Ryan then used this argument to hammer his opponent, arguing that he “can’t stand up to anyone” because even after Trump said at a recent campaign rally that Vance was “kissing my ass” to get him to campaign for him, the Republican nominee didn’t stand up to the former President after he took his “dignity from him.”
“He was called an ass kisser by the former President,” Ryan said, adding later, “Ohio needs an ass kicker, not an ass kisser.”
Vance went with a timely response. After noting Halloween is close, he added, “Tim Ryan has put on a costume where he pretends to be reasonable moderate.”
And the Republican did little to distance himself from Trump, his party’s standard bearer. When asked if Trump had done anything that concerns him, Vance urged letting “the criminal investigation play out” on the mishandling of classified documents stored at Mar-a-Lago and criticized the focus on past scandals around the former President.
Vance paints Ryan as a creature of Washington
Vance closed the debate by contrasting his personal choice two decades ago – to enlist in the Marines – with Ryan’s decision to successfully run for Congress.
To Vance, the race between him and Ryan is a referendum on “failed leadership” in Washington, positioning that allows the Republican to carry himself as the political outsider and Ryan as the career politician.
“He has been failing at his basic job for 20 years,” Vance said of Ryan, who was first elected to Congress in 2002. “Talks a big game but the record of accomplishment just isn’t there.”
Although Ryan pushed back against this narrative – “I’m not going to apologize for spending 20 years slogging away to try to help one of the hardest economically hit regions of Ohio,” the Democrat said – Vance’s strategy was clear.
“Ohioans deserve certain things from their federal leadership,” Vance said, capturing his entire electoral argument. “They deserve to go to the grocery store and be able to afford food without it breaking the bank. They deserve streets you can walk down safely. They deserve a country that has a border.”

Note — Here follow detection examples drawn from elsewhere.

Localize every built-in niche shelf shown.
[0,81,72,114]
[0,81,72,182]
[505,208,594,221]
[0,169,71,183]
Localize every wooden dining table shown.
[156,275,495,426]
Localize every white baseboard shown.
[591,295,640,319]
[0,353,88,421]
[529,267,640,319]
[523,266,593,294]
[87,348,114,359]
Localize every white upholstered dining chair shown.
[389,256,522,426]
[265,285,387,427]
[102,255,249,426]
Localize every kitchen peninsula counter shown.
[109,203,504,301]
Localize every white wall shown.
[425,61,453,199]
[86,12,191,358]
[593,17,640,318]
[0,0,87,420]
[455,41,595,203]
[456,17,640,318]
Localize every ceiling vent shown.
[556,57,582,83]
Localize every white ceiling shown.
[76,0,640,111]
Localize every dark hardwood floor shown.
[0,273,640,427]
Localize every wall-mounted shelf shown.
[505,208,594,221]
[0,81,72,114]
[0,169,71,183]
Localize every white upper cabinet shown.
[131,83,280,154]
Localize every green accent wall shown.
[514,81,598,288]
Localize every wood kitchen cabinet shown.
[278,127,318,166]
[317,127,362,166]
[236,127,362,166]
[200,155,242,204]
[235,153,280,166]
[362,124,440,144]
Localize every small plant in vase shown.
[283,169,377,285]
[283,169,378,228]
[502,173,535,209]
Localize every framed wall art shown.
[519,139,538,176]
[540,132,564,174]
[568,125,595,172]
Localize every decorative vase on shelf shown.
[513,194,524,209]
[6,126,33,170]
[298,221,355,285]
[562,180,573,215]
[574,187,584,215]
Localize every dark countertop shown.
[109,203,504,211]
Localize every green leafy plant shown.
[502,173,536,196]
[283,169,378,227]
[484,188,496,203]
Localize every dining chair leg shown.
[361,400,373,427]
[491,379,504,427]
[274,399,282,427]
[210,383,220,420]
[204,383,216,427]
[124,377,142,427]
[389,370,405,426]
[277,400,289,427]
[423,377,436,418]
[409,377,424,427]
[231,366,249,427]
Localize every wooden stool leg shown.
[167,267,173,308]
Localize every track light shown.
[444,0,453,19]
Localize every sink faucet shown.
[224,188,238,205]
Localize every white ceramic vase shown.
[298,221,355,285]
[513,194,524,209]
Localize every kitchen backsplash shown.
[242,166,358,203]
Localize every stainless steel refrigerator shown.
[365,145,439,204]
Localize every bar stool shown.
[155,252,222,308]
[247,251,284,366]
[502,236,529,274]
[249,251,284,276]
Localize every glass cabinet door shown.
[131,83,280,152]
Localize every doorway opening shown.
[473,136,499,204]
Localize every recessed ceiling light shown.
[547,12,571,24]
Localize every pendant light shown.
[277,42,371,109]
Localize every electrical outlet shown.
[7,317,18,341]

Wide gulf between candidates on foreign policy
Some of the biggest differences of the night came on foreign policy.
When asked how the United States should respond to the potential Russian use of nuclear weapons, Ryan said it would call for an “aggressive response” but added, “I don’t think we are at that point where (Russian President) Vladimir Putin will.”
Ryan than tried to turn the issue on Vance, noting that the Republican once said he doesn’t “really care what happens to Ukraine.”
“J.D. Vance would let Putin roll right through Ukraine,” Ryan said, noting the large Ukrainian population in Ohio. “J.D. Vance is weak on this.”
Vance, however, did not shy away from those comments, saying, “The answer is that no one knows how we would respond,” and mocking Ryan for saying the use of nuclear weapons would call for an “aggressive response.”
“What exactly does that mean? Does that mean we should be in a nuclear shooting war?” Vance said, accusing Ryan of being part of the “bipartisan foreign policy establishment.”